Two more examples of widely-cited, American, sites:

Change 574504 had a related patch set uploaded (by Mvolz; owner: Mvolz):
[mediawiki/services/zotero@master] Squashed commit of the following:

https://gerrit.wikimedia.org/r/574504

Change 574504 merged by jenkins-bot:
[mediawiki/services/zotero@master] Update Zotero to f0cff95

https://gerrit.wikimedia.org/r/574504

I just wanted to do a noop deploy of zotero as part of T235411 and figured that the change never made it to production. It is deployed to staging though.
Is there anything blocking this or is it okay to deploy?

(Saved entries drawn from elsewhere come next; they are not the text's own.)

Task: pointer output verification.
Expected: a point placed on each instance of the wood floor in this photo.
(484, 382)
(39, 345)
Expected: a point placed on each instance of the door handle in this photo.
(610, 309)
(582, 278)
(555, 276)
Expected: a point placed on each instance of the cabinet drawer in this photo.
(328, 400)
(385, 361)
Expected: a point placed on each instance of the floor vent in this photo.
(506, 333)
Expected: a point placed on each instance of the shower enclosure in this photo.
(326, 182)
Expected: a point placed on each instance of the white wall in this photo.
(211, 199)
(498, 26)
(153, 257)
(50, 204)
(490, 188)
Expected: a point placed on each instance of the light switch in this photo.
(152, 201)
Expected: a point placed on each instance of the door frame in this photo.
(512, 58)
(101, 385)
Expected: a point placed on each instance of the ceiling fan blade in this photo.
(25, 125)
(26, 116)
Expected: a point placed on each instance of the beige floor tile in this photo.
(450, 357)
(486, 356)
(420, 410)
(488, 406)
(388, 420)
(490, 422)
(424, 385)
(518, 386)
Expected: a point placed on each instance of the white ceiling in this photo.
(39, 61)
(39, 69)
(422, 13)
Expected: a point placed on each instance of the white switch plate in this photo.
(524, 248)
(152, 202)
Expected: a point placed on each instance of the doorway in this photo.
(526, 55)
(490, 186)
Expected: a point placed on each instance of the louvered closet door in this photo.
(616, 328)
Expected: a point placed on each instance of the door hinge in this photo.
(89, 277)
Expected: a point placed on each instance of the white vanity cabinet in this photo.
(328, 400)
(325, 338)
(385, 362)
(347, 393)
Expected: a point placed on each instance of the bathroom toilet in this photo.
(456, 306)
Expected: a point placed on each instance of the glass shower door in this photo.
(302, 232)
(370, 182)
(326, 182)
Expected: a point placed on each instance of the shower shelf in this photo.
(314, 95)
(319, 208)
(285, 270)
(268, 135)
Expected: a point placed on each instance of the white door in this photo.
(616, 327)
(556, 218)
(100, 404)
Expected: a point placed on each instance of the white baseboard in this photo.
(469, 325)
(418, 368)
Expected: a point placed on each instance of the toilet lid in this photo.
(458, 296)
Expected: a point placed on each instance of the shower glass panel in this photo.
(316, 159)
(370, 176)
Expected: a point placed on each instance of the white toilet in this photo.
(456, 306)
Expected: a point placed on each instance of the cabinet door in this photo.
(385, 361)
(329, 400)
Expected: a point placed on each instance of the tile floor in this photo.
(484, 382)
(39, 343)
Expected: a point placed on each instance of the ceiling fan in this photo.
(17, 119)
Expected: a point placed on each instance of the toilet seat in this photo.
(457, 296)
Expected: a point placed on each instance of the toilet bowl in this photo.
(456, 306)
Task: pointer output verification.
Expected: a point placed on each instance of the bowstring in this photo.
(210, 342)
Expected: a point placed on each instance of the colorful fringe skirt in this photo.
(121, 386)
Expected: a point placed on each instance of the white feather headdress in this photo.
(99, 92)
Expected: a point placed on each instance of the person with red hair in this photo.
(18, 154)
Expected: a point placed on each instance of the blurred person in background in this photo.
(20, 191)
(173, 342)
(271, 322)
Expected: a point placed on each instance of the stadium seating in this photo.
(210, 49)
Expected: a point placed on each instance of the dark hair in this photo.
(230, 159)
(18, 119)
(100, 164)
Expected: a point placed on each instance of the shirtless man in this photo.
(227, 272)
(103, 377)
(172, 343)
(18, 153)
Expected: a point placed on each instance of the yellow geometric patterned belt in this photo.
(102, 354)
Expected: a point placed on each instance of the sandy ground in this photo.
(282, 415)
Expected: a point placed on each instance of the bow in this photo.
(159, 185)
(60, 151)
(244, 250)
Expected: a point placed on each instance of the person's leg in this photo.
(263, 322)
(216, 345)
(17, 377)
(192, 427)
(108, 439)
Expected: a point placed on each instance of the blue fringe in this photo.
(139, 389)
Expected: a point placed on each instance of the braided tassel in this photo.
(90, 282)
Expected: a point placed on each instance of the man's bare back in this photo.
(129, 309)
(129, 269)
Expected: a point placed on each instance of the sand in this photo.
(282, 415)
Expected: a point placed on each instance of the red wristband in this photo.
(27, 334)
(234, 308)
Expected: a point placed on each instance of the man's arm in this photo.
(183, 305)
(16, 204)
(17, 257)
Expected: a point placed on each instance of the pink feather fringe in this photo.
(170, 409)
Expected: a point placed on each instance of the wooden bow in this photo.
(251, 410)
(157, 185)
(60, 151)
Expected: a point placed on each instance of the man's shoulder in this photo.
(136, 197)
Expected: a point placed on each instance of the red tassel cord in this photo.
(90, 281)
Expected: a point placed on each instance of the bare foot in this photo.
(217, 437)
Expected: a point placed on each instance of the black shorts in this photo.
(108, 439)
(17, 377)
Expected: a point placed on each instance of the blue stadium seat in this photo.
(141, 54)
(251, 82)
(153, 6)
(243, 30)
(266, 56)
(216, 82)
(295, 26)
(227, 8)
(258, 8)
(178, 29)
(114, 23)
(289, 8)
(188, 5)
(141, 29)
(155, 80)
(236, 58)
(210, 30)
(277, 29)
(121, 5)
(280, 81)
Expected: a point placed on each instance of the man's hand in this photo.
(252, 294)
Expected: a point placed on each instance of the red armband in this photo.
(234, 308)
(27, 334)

(Adding @Pchelolo, just because you triggered the merge :-) )

Mvolz added a comment.May 14 2020, 9:26 AM

I just wanted to do a noop deploy of zotero as part of T235411 and figured that the change never made it to production. It is deployed to staging though.
Is there anything blocking this or is it okay to deploy?

(Adding @Pchelolo, just because you triggered the merge :-) )

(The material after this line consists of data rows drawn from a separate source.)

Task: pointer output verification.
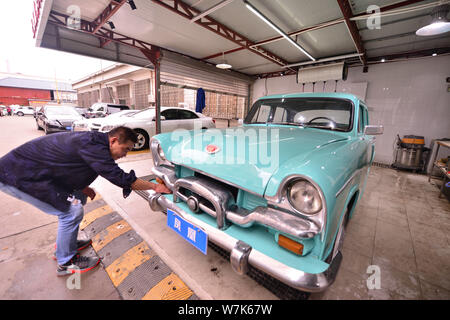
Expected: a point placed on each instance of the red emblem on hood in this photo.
(210, 148)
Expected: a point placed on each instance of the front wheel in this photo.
(142, 140)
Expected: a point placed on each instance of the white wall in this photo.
(408, 97)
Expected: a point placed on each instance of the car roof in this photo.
(340, 95)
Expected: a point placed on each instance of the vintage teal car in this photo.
(277, 192)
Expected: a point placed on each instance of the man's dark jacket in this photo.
(52, 167)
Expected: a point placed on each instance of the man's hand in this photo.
(161, 188)
(89, 192)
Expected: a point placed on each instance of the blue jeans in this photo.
(68, 221)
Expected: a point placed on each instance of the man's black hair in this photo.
(123, 134)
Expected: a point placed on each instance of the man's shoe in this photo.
(78, 264)
(81, 244)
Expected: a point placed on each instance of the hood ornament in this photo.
(211, 148)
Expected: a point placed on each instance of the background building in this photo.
(33, 91)
(135, 87)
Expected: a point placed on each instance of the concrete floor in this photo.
(400, 225)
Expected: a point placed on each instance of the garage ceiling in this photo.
(236, 33)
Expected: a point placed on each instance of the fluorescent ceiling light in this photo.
(224, 64)
(274, 27)
(439, 23)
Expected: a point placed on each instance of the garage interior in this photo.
(402, 223)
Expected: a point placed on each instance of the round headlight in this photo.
(304, 197)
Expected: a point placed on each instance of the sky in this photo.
(19, 54)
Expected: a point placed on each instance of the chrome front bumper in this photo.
(242, 255)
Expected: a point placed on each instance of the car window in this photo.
(170, 114)
(361, 120)
(323, 113)
(262, 114)
(144, 114)
(185, 114)
(280, 115)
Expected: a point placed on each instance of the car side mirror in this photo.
(373, 130)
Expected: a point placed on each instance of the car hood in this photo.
(246, 156)
(64, 117)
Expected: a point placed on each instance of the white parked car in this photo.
(143, 122)
(3, 111)
(96, 123)
(23, 110)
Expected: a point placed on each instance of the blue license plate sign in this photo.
(192, 234)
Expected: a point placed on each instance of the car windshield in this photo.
(324, 113)
(144, 114)
(60, 111)
(125, 113)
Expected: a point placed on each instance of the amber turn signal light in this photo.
(290, 245)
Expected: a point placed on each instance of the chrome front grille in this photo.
(219, 200)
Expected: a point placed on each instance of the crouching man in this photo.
(53, 173)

This change is only part of the changes needed to fix the bug; it also requires

https://github.com/zotero/translators/pull/2122 which is not yet merged, and then the submodule which points to that repo to be updated in the translation-server (zotero) repository. So basically I never bothered deploying it, but deploying it is harmless.

Deployed that as said on IRC. As far as I can tell it looks good...

Izno added a subscriber: Izno.Jul 8 2020, 6:17 PM

"All instances" is a bit misleading. That's searching for the "last3=Ist|" string.

Other instances of garbage/other timezones could be around.

AlanM1 added a comment.EditedJul 8 2020, 10:58 PM

@Jonesey95: That's not surprising, as I don't see any change at all on enwiki in the way it handles the ToI or IT examples I gave in the original discussion there or the USA Today and LA Times examples given here.